The El Paso community has provided encouragement and support. By working with not-for-profits and educational institutions, the Gallery has drawn well known collectors to the border. An early collaboration brought Frederick Weisman from Los Angeles to El Paso, where he visited the Gallery and bought Luis Jiménez’s sculpture, End of the Trail with Electric Sunset, generously giving it to the University of Texas at El Paso. Other partnerships resulted in regional celebrations of artists as diverse as José Cisneros, James Drake, Donald Judd and Tom Lea, with simultaneous exhibitions of their work at locations all over town.
Artists from countries like China, Columbia, Japan, Mexico and Germany have felt warmly welcomed here, but the primary focus has been on artists of the border who are nourished by the desert and its people. Their paintings, photographs and drawings have beckoned viewers to pause and pay attention, deepening an awareness of the remarkable El Paso environment. The Gallery has placed some of these works in public collections like the Metropolitan Museum of Art, Smithsonian American Art Museum, National Museum of Women in the Arts, and Dallas Museum of Art, as well as U.S. Embassies worldwide. These works of art are silent ambassadors of human experience, connecting individuals of this region to a larger world.
In 1993 Tom Lea asked if I might represent his work, a pivotal point in my life. He had never had a representative, nor sought the approbation of a gallery or museum. His paintings were primarily in the homes of friends, as a “personal conversation” between him and his friends. It has been a privilege to enlarge that conversation, working with Charles Leavell to create the Tom Lea Gallery at the El Paso Museum of Art and placing his painting “Rio Grande” in the Oval Office. In the coming years, we hope to increase that conversation even more.

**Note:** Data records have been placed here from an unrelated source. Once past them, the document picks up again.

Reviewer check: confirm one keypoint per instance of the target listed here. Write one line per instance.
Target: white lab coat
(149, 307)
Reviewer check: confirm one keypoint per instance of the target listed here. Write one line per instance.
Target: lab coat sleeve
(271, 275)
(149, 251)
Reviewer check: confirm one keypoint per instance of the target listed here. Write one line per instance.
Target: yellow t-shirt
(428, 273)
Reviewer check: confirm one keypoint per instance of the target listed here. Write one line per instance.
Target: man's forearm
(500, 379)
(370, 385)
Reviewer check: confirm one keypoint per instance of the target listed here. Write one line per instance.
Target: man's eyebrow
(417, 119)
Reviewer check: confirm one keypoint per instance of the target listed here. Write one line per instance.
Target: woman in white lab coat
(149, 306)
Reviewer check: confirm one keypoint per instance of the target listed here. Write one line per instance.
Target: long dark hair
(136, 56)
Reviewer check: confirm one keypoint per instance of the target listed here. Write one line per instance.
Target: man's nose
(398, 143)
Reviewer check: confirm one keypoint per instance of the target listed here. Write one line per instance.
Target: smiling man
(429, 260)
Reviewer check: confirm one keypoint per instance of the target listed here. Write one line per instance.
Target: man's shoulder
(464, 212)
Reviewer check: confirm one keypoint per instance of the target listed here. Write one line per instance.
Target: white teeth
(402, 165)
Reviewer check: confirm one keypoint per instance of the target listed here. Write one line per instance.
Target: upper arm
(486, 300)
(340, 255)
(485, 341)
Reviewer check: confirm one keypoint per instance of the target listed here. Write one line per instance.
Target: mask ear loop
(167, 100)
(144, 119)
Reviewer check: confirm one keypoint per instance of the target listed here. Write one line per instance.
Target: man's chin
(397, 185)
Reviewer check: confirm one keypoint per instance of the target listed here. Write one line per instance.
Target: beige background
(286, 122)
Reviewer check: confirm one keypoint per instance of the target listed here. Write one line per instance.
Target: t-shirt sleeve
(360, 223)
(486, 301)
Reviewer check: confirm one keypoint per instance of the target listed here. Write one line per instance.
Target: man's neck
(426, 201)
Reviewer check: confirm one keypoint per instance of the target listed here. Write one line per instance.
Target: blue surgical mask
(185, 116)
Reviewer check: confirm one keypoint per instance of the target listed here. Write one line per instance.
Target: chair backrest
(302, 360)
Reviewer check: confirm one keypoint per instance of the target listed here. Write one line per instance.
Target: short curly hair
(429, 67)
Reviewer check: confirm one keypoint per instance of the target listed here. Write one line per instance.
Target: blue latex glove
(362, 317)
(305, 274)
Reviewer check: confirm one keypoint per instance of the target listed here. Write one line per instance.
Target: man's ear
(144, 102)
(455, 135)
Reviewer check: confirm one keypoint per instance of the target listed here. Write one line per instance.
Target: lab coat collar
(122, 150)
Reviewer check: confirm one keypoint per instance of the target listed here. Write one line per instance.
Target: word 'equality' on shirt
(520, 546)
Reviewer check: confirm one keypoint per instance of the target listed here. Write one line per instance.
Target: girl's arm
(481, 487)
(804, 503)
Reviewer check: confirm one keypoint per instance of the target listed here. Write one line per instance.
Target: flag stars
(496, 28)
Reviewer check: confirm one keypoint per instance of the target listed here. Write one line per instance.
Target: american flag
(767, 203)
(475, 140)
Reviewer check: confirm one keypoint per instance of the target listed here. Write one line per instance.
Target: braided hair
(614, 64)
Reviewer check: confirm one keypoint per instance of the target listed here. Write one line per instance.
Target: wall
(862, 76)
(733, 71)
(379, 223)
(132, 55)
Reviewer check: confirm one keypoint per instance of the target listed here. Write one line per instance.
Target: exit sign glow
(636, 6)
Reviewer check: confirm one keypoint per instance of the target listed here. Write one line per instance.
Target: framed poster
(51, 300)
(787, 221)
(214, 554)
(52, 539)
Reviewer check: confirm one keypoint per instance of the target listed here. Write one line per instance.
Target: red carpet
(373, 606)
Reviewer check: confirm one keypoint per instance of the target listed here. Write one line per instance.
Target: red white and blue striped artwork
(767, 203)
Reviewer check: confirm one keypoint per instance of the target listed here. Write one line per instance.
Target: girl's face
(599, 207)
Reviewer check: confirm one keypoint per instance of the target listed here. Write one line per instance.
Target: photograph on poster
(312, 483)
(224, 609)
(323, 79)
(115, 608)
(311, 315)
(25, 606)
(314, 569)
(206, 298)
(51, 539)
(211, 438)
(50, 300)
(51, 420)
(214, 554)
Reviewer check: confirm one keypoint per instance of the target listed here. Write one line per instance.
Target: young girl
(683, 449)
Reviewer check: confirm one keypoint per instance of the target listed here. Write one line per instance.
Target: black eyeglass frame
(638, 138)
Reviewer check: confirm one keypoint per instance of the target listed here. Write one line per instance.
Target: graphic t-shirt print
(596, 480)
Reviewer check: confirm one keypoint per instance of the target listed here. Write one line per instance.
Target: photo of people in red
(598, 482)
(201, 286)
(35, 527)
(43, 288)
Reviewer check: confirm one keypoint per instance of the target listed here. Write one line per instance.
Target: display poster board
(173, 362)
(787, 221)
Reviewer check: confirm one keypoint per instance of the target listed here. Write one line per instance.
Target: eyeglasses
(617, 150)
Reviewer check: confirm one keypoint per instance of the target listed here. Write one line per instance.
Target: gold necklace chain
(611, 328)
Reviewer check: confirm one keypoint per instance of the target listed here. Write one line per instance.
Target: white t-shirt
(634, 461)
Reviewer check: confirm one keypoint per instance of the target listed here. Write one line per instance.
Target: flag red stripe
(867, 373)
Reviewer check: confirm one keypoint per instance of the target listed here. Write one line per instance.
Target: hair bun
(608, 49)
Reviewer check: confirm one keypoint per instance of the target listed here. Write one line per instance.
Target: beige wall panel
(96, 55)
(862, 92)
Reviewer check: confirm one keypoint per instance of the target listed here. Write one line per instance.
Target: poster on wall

Slightly more than a year before he died, Tom Lea told me that “there are so very few artists with enough reverence for the vastness of the world . . . the definition of the two things: infinity and eternity. You know, that’s the majesty and mystery of what’s all around us.” His desire was to use the tools of an artist to reach out, sharing the wonder of being alive. When he died at 93 in 2001, he had not lost that wonder.
As we embark on our next twenty years, we hope that we won’t either.